Carbon-Supported Au Catalyst in Acetylene Hydrochlorination: Enhancing Catalytic Performance by Complexation of Dicarbonyl Ligands

Carbon-supported Au (Au/AC) has been proven to be one of the most promising catalysts in the field of acetylene hydrochlorination. However, the catalytic performance of conventional Au/AC catalyst is usually limited due to the unsatisfactory dispersion of active Au cation on the surface of the support, carbon deposition, and inevitable reduction to inactive Au nanoparticles. Herein, Au catalysts with highly dispersed Au cation were developed using the complexation of dicarbonyl ligand N-chlorosuccinimide (NCS) and N-methylsuccinimide (NMS). The obtained Au-NMS/AC and Au-NCS/AC catalysts with 0.1 wt.% Au loading possessed acetylene conversion of 98 % and 88 % at 180 degrees C and GHSV (C2H2) of 160 h(-1), which were clearly better than that of pristine Au/AC. The characterization results showed that coordination between Au cation and ligands enhanced the dispersion of Au species, suppressed the reduction of Au cation, and reduced the formation of carbon deposits.

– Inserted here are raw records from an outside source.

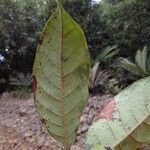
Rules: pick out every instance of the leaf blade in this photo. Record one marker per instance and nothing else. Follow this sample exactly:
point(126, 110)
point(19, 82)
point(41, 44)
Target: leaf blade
point(62, 71)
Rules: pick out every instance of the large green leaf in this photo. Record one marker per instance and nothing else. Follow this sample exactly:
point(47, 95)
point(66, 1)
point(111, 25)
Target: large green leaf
point(61, 69)
point(124, 124)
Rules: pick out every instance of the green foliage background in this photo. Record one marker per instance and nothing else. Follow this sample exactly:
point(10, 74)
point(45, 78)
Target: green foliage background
point(123, 23)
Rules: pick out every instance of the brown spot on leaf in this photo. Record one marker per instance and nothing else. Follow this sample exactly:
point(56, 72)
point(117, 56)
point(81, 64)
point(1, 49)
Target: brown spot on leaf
point(107, 112)
point(34, 84)
point(41, 40)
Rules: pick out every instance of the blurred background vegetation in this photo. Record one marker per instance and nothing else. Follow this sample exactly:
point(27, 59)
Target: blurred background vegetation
point(117, 32)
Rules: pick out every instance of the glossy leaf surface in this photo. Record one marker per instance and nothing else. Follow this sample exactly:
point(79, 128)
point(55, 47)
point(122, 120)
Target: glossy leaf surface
point(61, 69)
point(124, 123)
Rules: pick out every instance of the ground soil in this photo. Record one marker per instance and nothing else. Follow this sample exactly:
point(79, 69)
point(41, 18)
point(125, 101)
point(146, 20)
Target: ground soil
point(21, 128)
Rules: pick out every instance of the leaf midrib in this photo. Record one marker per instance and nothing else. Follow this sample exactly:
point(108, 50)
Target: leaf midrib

Density functional theory (DFT) calculations suggest that Au-NMS/AC and Au-NCS/AC catalysts follow a HCl-preferred concerted addition reaction mechanism with lower reaction energy barrier. This favors the high activity and nuclearity stability of the Au center. This study provides great potential for the use of dicarbonyl ligands on Au-based catalysts in acetylene hydrochlorination.

Automated summary

Au catalysts with highly dispersed Au cation were developed using dicarbonyl ligands, which showed better catalytic performance in acetylene hydrochlorination. The coordination between Au cation and ligands enhanced the dispersion of Au species, suppressed the reduction of active Au cation, and reduced the formation of carbon deposits.